В этот момент они вошли в Красный Зал – величественную комнату, которая была тщательно декорирована по образцу древнейшего египетского архитектурного стиля. Середина обширной залы оставалась свободной от мебели, так что гости принцессы Зиска прогуливались туда и обратно и из стороны в сторону без всякой толчеи и неудобств и объединялись по углам для разговоров; хотя, если им хотелось, они могли присесть на низкие диваны или богато отделанные скамьи, стоявшие вдоль стен и скрывавшиеся в тенях высоких пальм и экзотических цветов. Музыка была слышна здесь даже лучше, чем в том зале, где гостей встречали впервые; и когда принцесса двинулась к сиденью под бледно-зелёным папоротником и пригласила двоих своих собеседников следовать за ней, то звуки дикой, печальной и тревожной мелодии задрожали в воздухе на каком-то скорбном, пульсирующем тоне, как соловей поёт, когда душа его обременена любовью. Страстная дрожь, что терзает горло птицы в брачный период, казалось, сотрясала невидимые инструменты, которые теперь извлекали странный мотив, и Джервес, мечтательно прислушиваясь, ощутил неясное сокращение и боль в сердце и чувство удушья в горле вместе с жадным желанием сжать в объятиях таинственную Зиска вместе с её тёмными призрачными глазами и лёгким, но в то же время чувственным телом, – и прижать её к груди и сокрушить её там, шепча:
– Моя! Моя! Во имя всех богов прошлого и настоящего, моя! Кто посмеет вырвать её у меня, кто оспорит моё право любить – уничтожить – убить её, если захочу? Она моя!

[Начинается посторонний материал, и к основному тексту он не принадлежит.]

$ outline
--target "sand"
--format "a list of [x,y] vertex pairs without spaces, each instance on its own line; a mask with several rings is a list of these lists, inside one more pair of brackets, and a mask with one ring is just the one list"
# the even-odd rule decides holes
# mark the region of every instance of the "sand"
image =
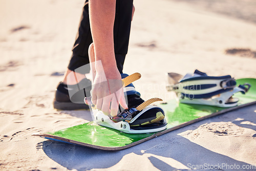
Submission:
[[[1,170],[256,170],[255,105],[117,152],[31,136],[92,120],[89,111],[52,105],[83,3],[0,0]],[[143,99],[174,97],[165,88],[167,72],[197,69],[256,77],[253,0],[140,0],[134,5],[124,72],[141,74],[134,84]]]

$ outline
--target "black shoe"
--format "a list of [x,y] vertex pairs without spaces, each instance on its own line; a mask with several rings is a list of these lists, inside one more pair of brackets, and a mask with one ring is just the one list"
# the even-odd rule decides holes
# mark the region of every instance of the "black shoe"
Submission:
[[[91,86],[86,88],[79,86],[91,84],[91,81],[87,78],[83,79],[79,84],[68,86],[60,82],[56,89],[53,107],[60,110],[89,110],[89,107],[84,103],[83,99],[90,96]],[[73,94],[71,97],[70,94]]]

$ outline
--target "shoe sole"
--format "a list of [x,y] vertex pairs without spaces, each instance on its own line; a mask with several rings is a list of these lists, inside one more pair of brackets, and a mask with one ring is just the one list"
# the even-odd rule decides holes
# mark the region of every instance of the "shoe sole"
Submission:
[[53,108],[57,110],[73,111],[79,110],[89,110],[89,106],[85,103],[74,103],[70,102],[53,101]]

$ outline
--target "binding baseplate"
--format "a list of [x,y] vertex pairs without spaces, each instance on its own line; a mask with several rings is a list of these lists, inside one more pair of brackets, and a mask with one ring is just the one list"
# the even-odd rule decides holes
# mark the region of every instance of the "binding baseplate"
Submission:
[[182,103],[209,105],[221,108],[233,107],[238,98],[232,96],[235,93],[245,94],[249,84],[236,86],[236,80],[230,75],[209,76],[196,70],[194,73],[181,75],[168,73],[168,91],[174,91]]

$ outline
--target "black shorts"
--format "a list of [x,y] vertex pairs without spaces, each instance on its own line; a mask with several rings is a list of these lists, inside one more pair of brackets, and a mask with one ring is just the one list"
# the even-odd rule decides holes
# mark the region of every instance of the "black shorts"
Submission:
[[[114,25],[114,43],[117,68],[122,73],[123,65],[128,51],[133,0],[116,0]],[[68,67],[71,71],[89,63],[88,48],[93,42],[89,22],[88,1],[86,1],[73,53]],[[90,72],[84,71],[82,74]]]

– Барельеф, о котором я говорила, находится как раз над нами, – сказала принцесса, обращаясь к доктору, – соблаговолите его изучить? Слуга подаст вам свечу, чтобы лучше рассмотреть дизайн. Ах, мистер Мюррей! – и она улыбнулась, приветствуя Дензила, который как раз подходил. – Вы как раз вовремя, чтобы высказать своё мнение. Я хочу, чтобы доктор Дин рассмотрел вот этот самый древний резной камень, что висит на стене прямо над нами, он послужит ему ключом к разгадке всей истории Аракса.